Polgár studied intelligence when he was a university student. He later recalled that "when I looked at the life stories of geniuses" during his student years, "I found the same thing….They all started at a very young age and studied intensively." He prepared for fatherhood prior to marriage, reported People Magazine in 1987, by studying the biographies of 400 great intellectuals, from Socrates to Einstein. He concluded that if he took the right approach to child-rearing, he could turn "any healthy newborn" into "a genius." In 1992, Polgár told the Washington Post: "A genius is not born but is educated and trained….When a child is born healthy, it is a potential genius."
In 1965 Polgár "conducted an epistolary courtship with a Ukrainian foreign language teacher named Klara." In his letters, he outlined the pedagogical project he had in mind.
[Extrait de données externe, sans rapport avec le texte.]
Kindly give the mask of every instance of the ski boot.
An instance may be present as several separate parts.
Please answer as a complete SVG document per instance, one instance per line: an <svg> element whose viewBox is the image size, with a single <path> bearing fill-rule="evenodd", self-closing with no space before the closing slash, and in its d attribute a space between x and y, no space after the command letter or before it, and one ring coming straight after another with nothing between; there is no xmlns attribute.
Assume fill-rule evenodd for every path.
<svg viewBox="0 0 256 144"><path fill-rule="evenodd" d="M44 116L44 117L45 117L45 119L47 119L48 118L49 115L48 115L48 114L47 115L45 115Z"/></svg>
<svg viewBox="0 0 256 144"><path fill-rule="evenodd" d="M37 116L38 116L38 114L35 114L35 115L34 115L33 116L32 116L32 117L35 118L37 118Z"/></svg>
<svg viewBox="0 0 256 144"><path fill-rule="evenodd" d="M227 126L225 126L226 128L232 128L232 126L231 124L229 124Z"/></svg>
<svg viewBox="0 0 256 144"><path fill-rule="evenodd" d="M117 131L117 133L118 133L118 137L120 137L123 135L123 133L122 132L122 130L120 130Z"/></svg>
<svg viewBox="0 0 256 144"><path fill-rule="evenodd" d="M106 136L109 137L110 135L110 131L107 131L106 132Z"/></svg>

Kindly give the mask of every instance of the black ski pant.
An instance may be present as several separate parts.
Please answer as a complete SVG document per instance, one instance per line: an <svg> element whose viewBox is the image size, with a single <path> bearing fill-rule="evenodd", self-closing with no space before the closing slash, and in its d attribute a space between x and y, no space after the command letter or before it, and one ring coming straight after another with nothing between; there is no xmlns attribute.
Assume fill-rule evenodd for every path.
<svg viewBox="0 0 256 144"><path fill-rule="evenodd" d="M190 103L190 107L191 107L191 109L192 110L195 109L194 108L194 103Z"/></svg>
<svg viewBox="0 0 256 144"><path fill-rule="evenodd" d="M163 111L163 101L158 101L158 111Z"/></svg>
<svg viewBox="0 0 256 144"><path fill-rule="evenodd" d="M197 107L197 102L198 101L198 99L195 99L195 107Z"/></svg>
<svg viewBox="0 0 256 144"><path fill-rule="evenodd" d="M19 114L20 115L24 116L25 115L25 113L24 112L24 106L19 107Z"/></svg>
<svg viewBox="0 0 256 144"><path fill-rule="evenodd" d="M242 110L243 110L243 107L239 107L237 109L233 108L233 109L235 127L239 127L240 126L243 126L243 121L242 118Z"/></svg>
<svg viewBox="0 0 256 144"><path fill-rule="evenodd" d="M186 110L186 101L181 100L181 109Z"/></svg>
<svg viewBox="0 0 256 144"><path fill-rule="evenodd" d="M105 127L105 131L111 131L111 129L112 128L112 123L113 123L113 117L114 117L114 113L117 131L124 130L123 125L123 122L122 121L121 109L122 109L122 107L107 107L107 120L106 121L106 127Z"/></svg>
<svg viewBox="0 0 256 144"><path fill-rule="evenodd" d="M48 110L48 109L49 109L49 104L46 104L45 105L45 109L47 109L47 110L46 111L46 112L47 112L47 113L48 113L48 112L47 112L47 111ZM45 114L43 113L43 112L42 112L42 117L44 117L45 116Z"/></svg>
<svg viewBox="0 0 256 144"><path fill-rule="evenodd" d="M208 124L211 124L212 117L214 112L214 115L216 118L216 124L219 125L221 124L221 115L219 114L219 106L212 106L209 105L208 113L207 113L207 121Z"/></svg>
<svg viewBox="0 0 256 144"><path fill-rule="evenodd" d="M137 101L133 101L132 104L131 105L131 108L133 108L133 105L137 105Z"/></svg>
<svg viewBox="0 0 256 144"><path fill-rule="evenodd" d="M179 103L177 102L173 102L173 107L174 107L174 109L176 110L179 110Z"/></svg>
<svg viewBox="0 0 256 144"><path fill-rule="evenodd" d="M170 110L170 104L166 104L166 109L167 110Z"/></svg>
In reading those biographies, he had "identified a common theme—early and intensive specialization in a particular subject." Certain that "he could turn any healthy child into a prodigy," he "needed a wife willing to jump on board."
He and Klara married in the USSR, whereupon she moved to Hungary to be with him. They had three daughters together, whom Polgár home-schooled, primarily in chess but also in Esperanto, German, Russian, English, and high-level math. Polgár and his wife considered various possible subjects in which to drill their children, "including mathematics and foreign languages," but they settled on chess. "We could do the same thing with any subject, if you start early, spend lots of time and give great love to that one subject," Klara later explained. "But we chose chess. Chess is very objective and easy to measure." Susan described chess as having been her own choice: "Yes, he could have put us in any field, but it was I who chose chess as a four-year-old…. I liked the chessmen; they were toys for me."
The experiment began in 1970 "with a simple premise: that any child has the innate capacity to become a genius in any chosen field, as long as education starts before their third birthday and they begin to specialise at six." Polgár "battled Hungarian authorities for permission" to home-school the girls. (…)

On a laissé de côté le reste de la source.